La de ayer fue la jornada perfecta para dedicarse a la investigación social parda. A pesar de la lluvia inclemente y de que no ando escaso de tareas, dediqué un rato a constatar a golpe de vista cómo se comportaba el personal en el día del casi adiós a las mascarillas. Fue un ejercicio sin el menor valor científico, por descontado, pero de lo más entretenido. Les cuento.

Empecé por mi propio centro de trabajo, al que llegué dubitativo y con la boca y la nariz cubiertas, por si acaso, para comprobar que la totalidad de mis compañeras y compañeros lucían también la protección de tela. Y tanto en las oficinas de alrededor como en los espacios comunes, tres cuartos de los mismo. Parecía que no había pasado la supuestamente decisiva hoja del calendario.

La tónica se repetía en los mercados de todos los tamaños que pude visitar: un híper, un súper, una panadería, una frutería y una charcutería, concretamente. Todo el personal de los establecimientos y la inmensa mayoría de la clientela llevaba tapada la parte inferior del rostro. Quienes no portaban el adminículo obligatorio hasta anteayer daban la impresión de estar un tanto turbados.

La única excepción se daba allá donde era más imaginable: en los locales de hostelería. Ahí sí se veían las caras al natural disfrutando de consumiciones y conversaciones sin distancia. Nada muy distinto, en realidad, a lo que ya venía ocurriendo. Aunque los parroquianos llevaran la mascarilla bajo el mentón, en los bares y restaurantes se aplicaba oficiosamente desde tiempo atrás la medida ahora oficial. ¿Conclusión? Mejor la dejamos para dentro de un par de semanas.

¿Gripalizar o no gripalizar?

No ganamos para nuevos palabros. Sin asimilar todavía lo de flurona, que presuntamente alude a una infección simultánea de gripe y coronavirus que la OMS asegura que todavía no ha ocurrido, nos llega el verbo gripalizar. Pasando por alto que juraría que está mal construido de acuerdo a los parámetros lexicológicos (joder, qué fino me pongo a veces), la pura intuición nos señala que se refiere, de nuevo, a la gripe común. Se trataría, pues, de abordar el covid como si fuera una gripe común.

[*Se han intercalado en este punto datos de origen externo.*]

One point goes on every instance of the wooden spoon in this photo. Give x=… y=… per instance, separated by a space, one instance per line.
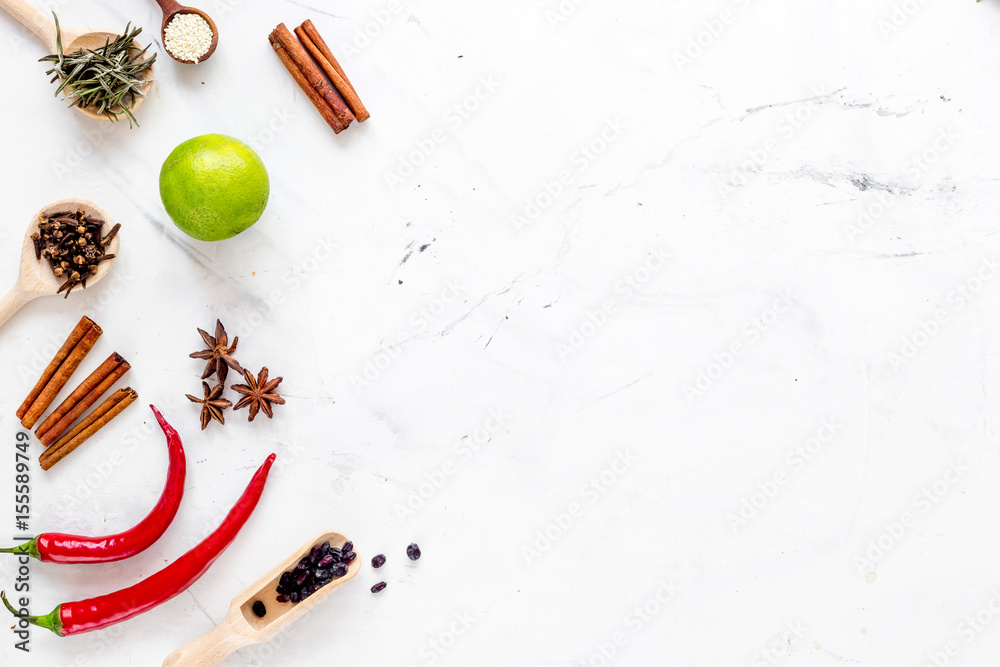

De entrada, el planteamiento acongoja porque recuerda a los inicios de la peste, hace ahora dos años, cuando los más sabios del lugar nos aseguraban que el virus entonces recién censado no nos daría más quebraderos de cabeza que el que nos visitaba, convenientemente mutado, una vez al año. Poco tardamos en comprobar que su capacidad mortífera era muchas veces más alta. Seis olas después, y en medio de una explosión incontrolable de contagios con predominio de casos no excesivamente graves, se nos dice que ha llegado el momento de dejar de contar y rastrear cada positivo, salvo que afecte a los colectivos vulnerables. Puede que tenga su lógica científica (ahí no voy a entrar), pero suena más a lo que ya apunté por aquí: a asunción del principio de realismo. Dado que, pese a las ensoñaciones lúbricas de los que no van a verse en el marrón de gestionar el cataclismo, es imposible que haya una docena de sanitarios por barba, se tira por la calle de en medio. Se priorizan los casos más graves, se vigila el resto en la medida de lo posible y se acepta el imponderable: en seis semanas uno de cada dos habremos pillado el bicho.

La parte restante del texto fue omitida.